Skin infections caused by the bacteria Staphylococcus aureus, Streptococcus pyogenes, and Propionibacterium acnes are often a common health problem. One treatment is antibiotics, but the cases of antibiotic resistance are increasing. Thus, new treatment alternatives are needed. This study aimed to analyze the molecular mechanism of phytate antivirulence against pathogenic bacteria of skin infection. This study used a bioinformatics approach involving analysis of phytate interactions with bacterial virulent proteins via STITCH, functional classification of proteins with VICMpred, and prediction of virulence properties using VirulentPred. B-cell and MHC epitopes were analyzed using IEDB, while protein subcellular location was determined through PSORTb.
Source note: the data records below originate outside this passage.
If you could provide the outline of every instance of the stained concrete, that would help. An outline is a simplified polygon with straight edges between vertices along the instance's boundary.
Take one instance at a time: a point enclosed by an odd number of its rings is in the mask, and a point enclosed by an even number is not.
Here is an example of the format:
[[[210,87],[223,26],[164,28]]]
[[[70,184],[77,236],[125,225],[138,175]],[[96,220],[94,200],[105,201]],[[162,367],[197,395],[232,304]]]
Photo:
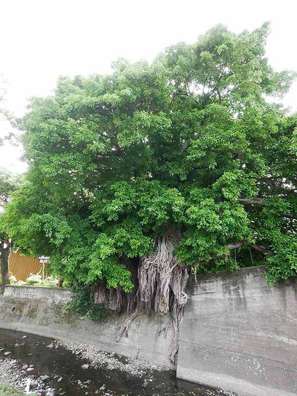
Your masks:
[[[297,394],[297,280],[269,286],[264,270],[190,279],[178,378],[243,396]]]
[[[87,344],[175,369],[168,359],[171,330],[159,334],[169,316],[137,316],[118,342],[122,316],[109,315],[98,322],[80,319],[67,307],[71,298],[64,289],[7,287],[0,296],[0,328]]]

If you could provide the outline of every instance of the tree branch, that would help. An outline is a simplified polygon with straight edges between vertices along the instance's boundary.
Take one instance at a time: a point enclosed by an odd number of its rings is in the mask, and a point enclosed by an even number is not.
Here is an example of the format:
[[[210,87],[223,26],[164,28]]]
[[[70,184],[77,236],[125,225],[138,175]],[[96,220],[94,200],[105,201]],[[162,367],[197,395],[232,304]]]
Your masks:
[[[248,205],[249,204],[253,204],[254,205],[262,205],[263,203],[263,199],[262,198],[256,197],[255,198],[238,198],[237,200],[241,203],[243,203],[244,205]]]

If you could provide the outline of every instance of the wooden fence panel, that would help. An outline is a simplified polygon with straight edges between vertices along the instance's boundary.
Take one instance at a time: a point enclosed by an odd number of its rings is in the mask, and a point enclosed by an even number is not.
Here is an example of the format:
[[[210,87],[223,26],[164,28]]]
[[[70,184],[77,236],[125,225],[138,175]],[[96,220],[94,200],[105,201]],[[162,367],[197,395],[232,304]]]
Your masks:
[[[42,266],[39,260],[33,256],[12,253],[9,257],[9,271],[18,281],[25,281],[31,273],[38,274]]]

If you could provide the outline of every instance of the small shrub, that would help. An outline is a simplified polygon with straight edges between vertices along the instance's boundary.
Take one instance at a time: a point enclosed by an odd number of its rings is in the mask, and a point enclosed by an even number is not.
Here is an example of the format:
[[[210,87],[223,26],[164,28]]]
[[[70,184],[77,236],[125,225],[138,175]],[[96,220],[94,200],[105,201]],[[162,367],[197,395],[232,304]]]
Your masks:
[[[74,295],[68,308],[76,312],[82,318],[88,318],[91,320],[99,320],[102,314],[103,306],[95,304],[91,296],[91,289],[82,285],[72,286]]]
[[[30,274],[26,281],[22,283],[22,285],[29,286],[44,286],[48,288],[57,287],[58,284],[58,279],[52,275],[48,275],[43,278],[40,274]],[[19,282],[18,284],[20,284]]]

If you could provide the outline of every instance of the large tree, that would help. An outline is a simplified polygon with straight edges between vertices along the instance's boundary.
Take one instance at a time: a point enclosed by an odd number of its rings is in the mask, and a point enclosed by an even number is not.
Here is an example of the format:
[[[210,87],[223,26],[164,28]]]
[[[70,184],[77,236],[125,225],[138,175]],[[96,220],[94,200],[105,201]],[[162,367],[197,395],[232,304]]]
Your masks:
[[[9,227],[7,222],[3,221],[5,216],[3,212],[10,195],[19,188],[23,179],[21,175],[14,175],[0,168],[0,268],[2,290],[5,285],[10,283],[9,260],[13,245],[8,231]]]
[[[33,99],[12,236],[96,285],[98,302],[133,311],[138,292],[138,307],[171,311],[176,335],[190,267],[296,275],[297,117],[265,99],[295,74],[268,64],[268,32],[218,25],[151,65],[120,59]]]

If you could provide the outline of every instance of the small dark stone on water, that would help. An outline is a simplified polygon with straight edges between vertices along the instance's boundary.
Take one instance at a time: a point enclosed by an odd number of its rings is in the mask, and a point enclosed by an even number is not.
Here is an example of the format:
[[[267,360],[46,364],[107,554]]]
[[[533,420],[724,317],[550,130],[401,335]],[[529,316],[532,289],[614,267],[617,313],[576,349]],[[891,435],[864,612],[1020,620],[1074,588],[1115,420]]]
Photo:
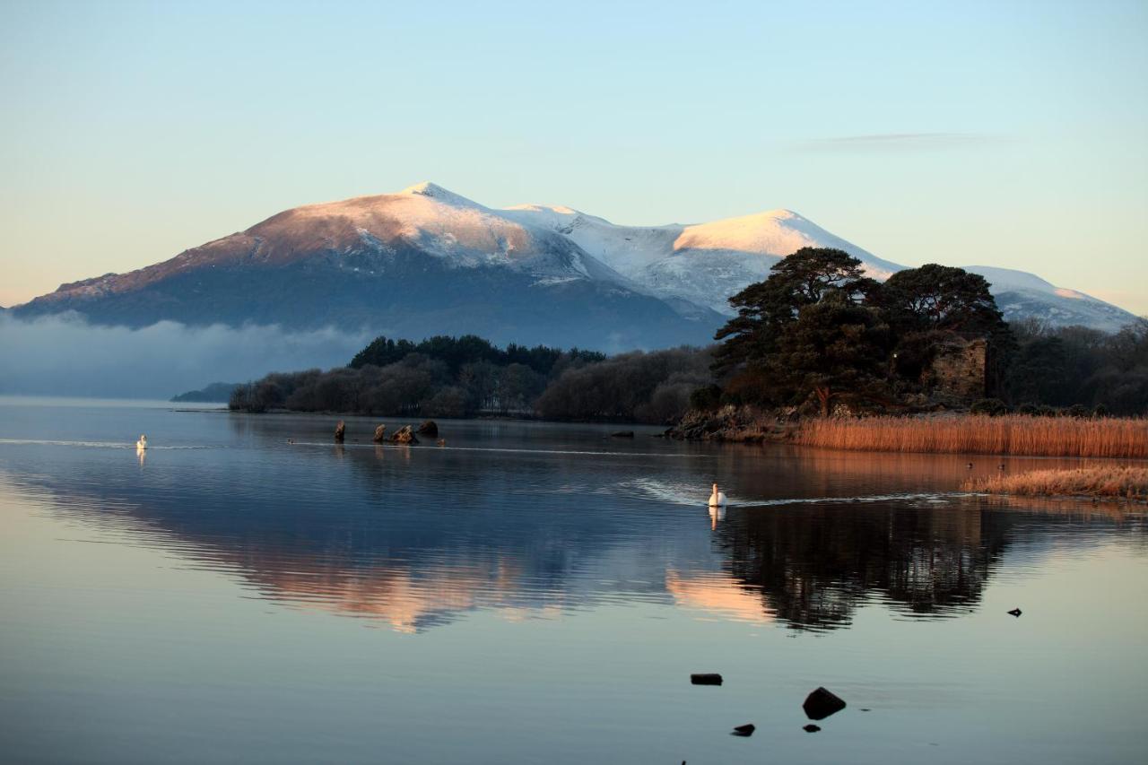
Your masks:
[[[410,425],[403,425],[391,434],[390,441],[391,443],[418,443],[419,439],[411,431]]]
[[[805,710],[805,716],[810,720],[823,720],[845,709],[845,702],[824,688],[817,688],[806,696],[801,709]]]

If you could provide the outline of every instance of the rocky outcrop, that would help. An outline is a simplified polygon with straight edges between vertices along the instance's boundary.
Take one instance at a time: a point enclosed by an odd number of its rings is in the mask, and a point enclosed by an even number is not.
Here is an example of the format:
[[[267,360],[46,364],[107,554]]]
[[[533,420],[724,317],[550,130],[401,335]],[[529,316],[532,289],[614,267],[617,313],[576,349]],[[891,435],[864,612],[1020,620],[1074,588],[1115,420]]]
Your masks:
[[[810,720],[823,720],[845,709],[845,702],[833,691],[817,688],[806,697],[801,709]]]
[[[418,443],[419,439],[414,435],[410,425],[403,425],[401,428],[394,432],[390,436],[391,443]]]
[[[783,440],[798,419],[794,407],[758,409],[727,405],[716,411],[691,409],[666,436],[684,441],[775,441]]]

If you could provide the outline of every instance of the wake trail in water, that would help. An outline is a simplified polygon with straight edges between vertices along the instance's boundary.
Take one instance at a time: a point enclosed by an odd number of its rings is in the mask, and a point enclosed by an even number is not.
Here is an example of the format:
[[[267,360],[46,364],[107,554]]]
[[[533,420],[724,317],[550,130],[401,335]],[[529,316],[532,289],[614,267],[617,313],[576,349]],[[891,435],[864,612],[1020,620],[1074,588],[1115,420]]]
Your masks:
[[[643,494],[658,502],[668,502],[683,507],[705,507],[709,497],[709,489],[698,489],[697,486],[684,484],[667,484],[665,481],[639,478],[630,481],[616,484],[619,488]],[[974,496],[968,492],[928,492],[928,493],[902,493],[902,494],[863,494],[854,496],[808,496],[808,497],[770,497],[751,499],[739,497],[737,501],[729,501],[724,508],[748,509],[770,508],[784,504],[825,504],[832,502],[945,502],[953,497]]]
[[[492,451],[503,454],[576,454],[600,457],[693,457],[691,454],[666,454],[658,451],[590,451],[585,449],[514,449],[510,447],[439,447],[406,446],[404,443],[331,443],[328,441],[295,441],[289,446],[329,447],[341,446],[344,449],[419,449],[425,451]]]
[[[135,443],[124,441],[59,441],[52,439],[0,439],[0,443],[15,446],[70,446],[86,449],[135,449]],[[148,451],[185,451],[188,449],[211,449],[209,446],[152,446]]]

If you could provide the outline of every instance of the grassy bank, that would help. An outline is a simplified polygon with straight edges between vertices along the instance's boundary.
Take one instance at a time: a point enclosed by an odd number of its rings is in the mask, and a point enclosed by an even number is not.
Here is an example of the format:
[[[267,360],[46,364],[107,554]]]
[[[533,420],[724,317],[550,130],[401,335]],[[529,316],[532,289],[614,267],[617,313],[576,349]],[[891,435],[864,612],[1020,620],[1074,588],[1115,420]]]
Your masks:
[[[1024,496],[1107,496],[1148,499],[1148,468],[1092,466],[1033,470],[965,481],[967,492]]]
[[[1148,419],[1071,417],[867,417],[802,423],[804,446],[1042,457],[1148,458]]]

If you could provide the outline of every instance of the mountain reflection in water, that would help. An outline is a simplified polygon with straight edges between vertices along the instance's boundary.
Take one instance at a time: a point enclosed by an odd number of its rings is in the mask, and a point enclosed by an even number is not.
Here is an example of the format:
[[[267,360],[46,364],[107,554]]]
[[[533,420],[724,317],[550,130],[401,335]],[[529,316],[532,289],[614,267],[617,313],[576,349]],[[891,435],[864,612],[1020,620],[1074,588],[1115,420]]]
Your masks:
[[[1017,541],[1039,551],[1089,543],[1058,533],[1069,526],[1143,531],[1119,512],[955,494],[960,456],[619,445],[505,423],[447,424],[457,448],[333,446],[325,420],[228,423],[233,442],[178,457],[157,438],[138,464],[63,447],[47,473],[22,471],[21,453],[0,464],[85,527],[232,574],[262,598],[401,632],[478,609],[552,618],[641,601],[817,631],[869,602],[952,617],[977,606]],[[723,512],[704,507],[713,480],[730,487]]]

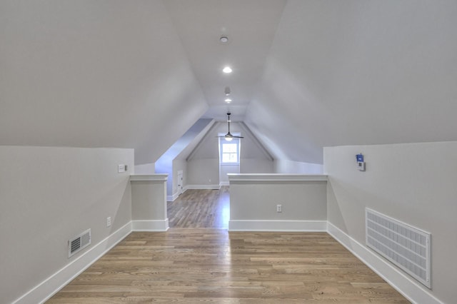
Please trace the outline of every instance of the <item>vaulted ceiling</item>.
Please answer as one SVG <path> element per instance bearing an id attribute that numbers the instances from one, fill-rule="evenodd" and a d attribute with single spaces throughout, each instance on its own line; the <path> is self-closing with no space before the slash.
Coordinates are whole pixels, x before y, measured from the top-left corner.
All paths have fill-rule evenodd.
<path id="1" fill-rule="evenodd" d="M 227 111 L 296 161 L 456 141 L 456 16 L 455 1 L 2 0 L 0 144 L 152 163 Z"/>

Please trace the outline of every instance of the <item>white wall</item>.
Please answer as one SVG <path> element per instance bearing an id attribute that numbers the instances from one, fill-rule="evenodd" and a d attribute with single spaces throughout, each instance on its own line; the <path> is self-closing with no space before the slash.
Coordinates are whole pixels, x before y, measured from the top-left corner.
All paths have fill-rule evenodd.
<path id="1" fill-rule="evenodd" d="M 365 172 L 356 168 L 361 152 Z M 324 168 L 328 222 L 363 245 L 366 207 L 430 232 L 431 293 L 455 303 L 457 142 L 325 148 Z"/>
<path id="2" fill-rule="evenodd" d="M 326 230 L 326 176 L 234 174 L 228 179 L 230 230 Z"/>
<path id="3" fill-rule="evenodd" d="M 134 150 L 0 146 L 0 295 L 11 303 L 131 220 Z M 106 228 L 106 217 L 112 226 Z M 91 228 L 91 245 L 67 241 Z"/>
<path id="4" fill-rule="evenodd" d="M 132 229 L 166 231 L 166 174 L 131 176 Z"/>
<path id="5" fill-rule="evenodd" d="M 197 158 L 187 162 L 187 185 L 219 185 L 219 159 Z"/>
<path id="6" fill-rule="evenodd" d="M 178 171 L 183 171 L 184 188 L 187 185 L 187 161 L 184 159 L 174 159 L 173 161 L 173 195 L 178 193 Z"/>
<path id="7" fill-rule="evenodd" d="M 241 173 L 273 173 L 273 162 L 265 158 L 241 158 Z"/>
<path id="8" fill-rule="evenodd" d="M 284 159 L 274 160 L 274 173 L 300 173 L 322 174 L 323 166 L 319 163 L 302 163 Z"/>
<path id="9" fill-rule="evenodd" d="M 156 163 L 135 165 L 135 174 L 154 174 L 156 172 Z"/>

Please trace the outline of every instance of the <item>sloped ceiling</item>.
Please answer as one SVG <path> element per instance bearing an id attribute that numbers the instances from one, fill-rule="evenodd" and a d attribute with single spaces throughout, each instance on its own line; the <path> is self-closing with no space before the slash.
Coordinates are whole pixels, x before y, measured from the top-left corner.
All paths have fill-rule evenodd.
<path id="1" fill-rule="evenodd" d="M 453 1 L 4 0 L 0 144 L 134 148 L 146 163 L 227 111 L 295 161 L 455 141 L 456 16 Z"/>
<path id="2" fill-rule="evenodd" d="M 288 1 L 246 124 L 276 158 L 457 140 L 457 2 Z"/>
<path id="3" fill-rule="evenodd" d="M 0 16 L 2 145 L 151 163 L 208 108 L 161 1 L 2 1 Z"/>

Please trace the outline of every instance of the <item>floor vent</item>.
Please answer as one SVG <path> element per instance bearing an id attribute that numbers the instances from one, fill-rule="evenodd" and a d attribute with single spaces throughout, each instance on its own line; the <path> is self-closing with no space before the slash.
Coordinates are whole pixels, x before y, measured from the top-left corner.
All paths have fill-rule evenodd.
<path id="1" fill-rule="evenodd" d="M 365 219 L 366 245 L 431 288 L 430 233 L 368 208 Z"/>
<path id="2" fill-rule="evenodd" d="M 69 258 L 91 245 L 91 229 L 69 240 Z"/>

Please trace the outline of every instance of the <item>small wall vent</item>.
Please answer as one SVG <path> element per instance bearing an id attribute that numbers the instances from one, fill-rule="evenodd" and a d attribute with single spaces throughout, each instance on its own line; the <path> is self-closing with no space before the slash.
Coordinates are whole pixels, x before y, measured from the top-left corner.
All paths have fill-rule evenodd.
<path id="1" fill-rule="evenodd" d="M 431 234 L 368 208 L 365 219 L 366 245 L 431 288 Z"/>
<path id="2" fill-rule="evenodd" d="M 91 229 L 69 240 L 69 258 L 91 245 Z"/>

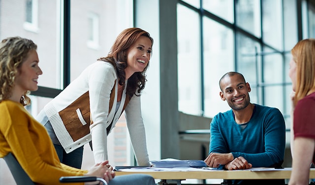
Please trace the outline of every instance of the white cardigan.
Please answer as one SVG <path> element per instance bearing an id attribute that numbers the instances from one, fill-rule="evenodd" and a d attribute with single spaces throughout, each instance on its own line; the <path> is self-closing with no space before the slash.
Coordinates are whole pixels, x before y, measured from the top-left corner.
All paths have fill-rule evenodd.
<path id="1" fill-rule="evenodd" d="M 118 86 L 118 80 L 116 79 L 115 70 L 111 64 L 97 61 L 89 66 L 45 107 L 45 112 L 57 138 L 67 153 L 92 140 L 95 162 L 99 163 L 108 159 L 106 128 L 112 122 L 110 131 L 115 127 L 121 115 L 126 98 L 127 81 L 120 106 L 115 114 Z M 115 81 L 116 84 L 114 85 Z M 110 94 L 114 86 L 115 99 L 109 112 Z M 87 91 L 89 92 L 90 107 L 93 120 L 93 123 L 90 127 L 91 134 L 74 141 L 65 129 L 58 112 Z M 126 108 L 125 115 L 137 162 L 139 165 L 149 166 L 140 97 L 134 95 L 132 96 Z"/>

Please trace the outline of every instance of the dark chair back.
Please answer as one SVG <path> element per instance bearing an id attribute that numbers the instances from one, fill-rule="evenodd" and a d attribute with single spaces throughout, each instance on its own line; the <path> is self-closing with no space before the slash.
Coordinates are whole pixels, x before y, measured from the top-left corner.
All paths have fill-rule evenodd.
<path id="1" fill-rule="evenodd" d="M 17 185 L 35 185 L 28 174 L 25 173 L 12 153 L 9 153 L 3 157 L 3 159 L 8 165 Z"/>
The results showed that phytate interacted specifically with virulent proteins in all three bacteria, most of which functioned in cellular and metabolic processes. These virulent proteins also have immunologically relevant epitopes. Subcellular location analysis showed that phytate protein targets were dispersed in the cytoplasmic membrane and cytoplasm. These findings indicated that phytate has a significant antivirulence mechanism by targeting virulent proteins of skin pathogenic bacteria, thus potentially becoming a therapeutic agent to treat skin infections while reducing antibiotic resistance.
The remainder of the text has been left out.